Deep learning based object recognition in multispectral satellite imagery for real-time applications

In this repository we share an accurate and high-speed U-net architecture that is able to conduct a semantic segmentation operation for object recognition in multispectral satellite imagery. We utilize specific problem: “light-vehicle recognition in satellite imagery”. “Light-vehicle” object recognition requires the highest precision (due to a small object size of ~120 pixels only) as well as the model’s ability to generalize across dispersed scenes. The solution could be applicable to larger objects (e.g., aircrafts, trucks, ships, buildings) and generalizable across other satellite imagery datasets.
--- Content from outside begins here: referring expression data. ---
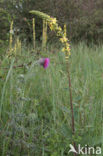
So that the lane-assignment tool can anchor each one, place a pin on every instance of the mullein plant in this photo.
(53, 25)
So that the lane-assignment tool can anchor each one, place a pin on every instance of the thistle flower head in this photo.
(44, 62)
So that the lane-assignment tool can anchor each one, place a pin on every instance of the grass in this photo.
(35, 109)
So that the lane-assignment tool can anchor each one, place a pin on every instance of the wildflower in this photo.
(63, 39)
(44, 62)
(53, 20)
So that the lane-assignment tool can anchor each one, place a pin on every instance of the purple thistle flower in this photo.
(44, 62)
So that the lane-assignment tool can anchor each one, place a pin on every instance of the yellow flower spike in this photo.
(34, 37)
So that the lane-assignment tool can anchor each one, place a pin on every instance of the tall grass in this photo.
(35, 110)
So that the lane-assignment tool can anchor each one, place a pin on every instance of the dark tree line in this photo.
(84, 18)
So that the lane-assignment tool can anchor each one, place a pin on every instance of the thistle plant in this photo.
(11, 38)
(33, 22)
(44, 36)
(65, 30)
(53, 25)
We show that our U-net architecture exceeds human-level performance with state-of-the-art 97.67% accuracy over multiple sensors, it is able to generalize across dispersed scenery and outperforms other proposed methods to date. Its computationally light architecture delivers a fivefold improvement in training time and a rapid prediction, essential to real-time applications.

Train_notebook.ipynb - contains jupyter notebook code for model training.
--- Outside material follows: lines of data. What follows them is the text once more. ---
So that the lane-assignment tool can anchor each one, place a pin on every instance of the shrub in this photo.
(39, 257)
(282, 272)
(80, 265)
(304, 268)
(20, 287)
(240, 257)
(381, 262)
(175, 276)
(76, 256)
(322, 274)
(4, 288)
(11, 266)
make_image_coords.py - file for pre-processing image coordinates

Dataset

The dataset used in these experiments was created from an open-source raw satellite imagery database SpaceNet with high-resolution imagery taken by DigitalGlobe WorldView-3 satellite. A total of 125 high resolution (30cm per pixel) RGB-PanSharpen geotiffs satellite images equivalent to 50 km2 AOI of Paris, Shanghai, Las Vegas, and Khartoum were used for this dataset.
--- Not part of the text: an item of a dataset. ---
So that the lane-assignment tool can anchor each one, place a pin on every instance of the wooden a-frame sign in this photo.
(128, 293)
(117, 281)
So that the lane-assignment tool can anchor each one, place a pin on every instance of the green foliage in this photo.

A total of 350 hours of professional annotation work has been conducted to prepare a high-quality set with 80,316 labelled objects. Images were annotated using QGIS geospatial imagery software. Labelling and polygon coordinate generation has been manually completed by multiple professional annotators and quality cross-checked. We are publishing our in-house developed, proprietary dataset with labelled polygons online to enable further development in this field.

Repository structure

  • Annotations directory

    • img[1-125]_coordinates.csv - every file contains coordinates of objects. Every line holds a polygon of coordinates for single vehicle. Coordinates are relative to image top left corner. Example:

      [491 784],[510 777],[515 782],[496 789],[491 784]
      
    • combined_polygons_125.csv - file contains all objects coordinates for every image. Single line represents:

      Image ID, Class type, WKT multipolygon.
      

      Well-known text (WKT) is a text markup language for representing vector geometry objects on a map. Objects are described in WGS84 reference coordinate system.

    • grid_sizes_125.csv - file holds data about images and describes maximum and minimum coordinates for every image. Single line represents:

      Image ID, X minimum, X maximum, Y minimum, Y maximum
      

      Objects are described in WGS84 reference coordinate system.

  • Images directory

    • img[1-125].tif - 125 raw satellite images (size 1300x1300 px, 30cm per pixel).
    • img[1-125].png - original .png images created from .tif files
    • img[1-40]_augmented.png - random brightness changes added to images

    • img[41-80]_augmented.png - random noise added to all 3 channels

    • img[81-125]_augmented.png - random noise added on single channel

  • References

This data set was derived from SpaceNet 2, Building Detection v2:

- SpaceNet on Amazon Web Services (AWS). “SpaceNet 2, Building Detection v2” The SpaceNet Catalog. Last modified October 1st, 2018. Accessed on September 1st 2019. https://spacenet.ai/datasets/

If you are using data from this repository in a paper, please use the following citation:

- P. Gudžius, O. Kurasova, V. Darulis and E. Filatovas, "VUDataScience," 2020.
Available: https://github.com/VUDataScience/Deep-learning-based-object-recognition-in-multispectral-satellite-imagery-for-low-latency-applicatio.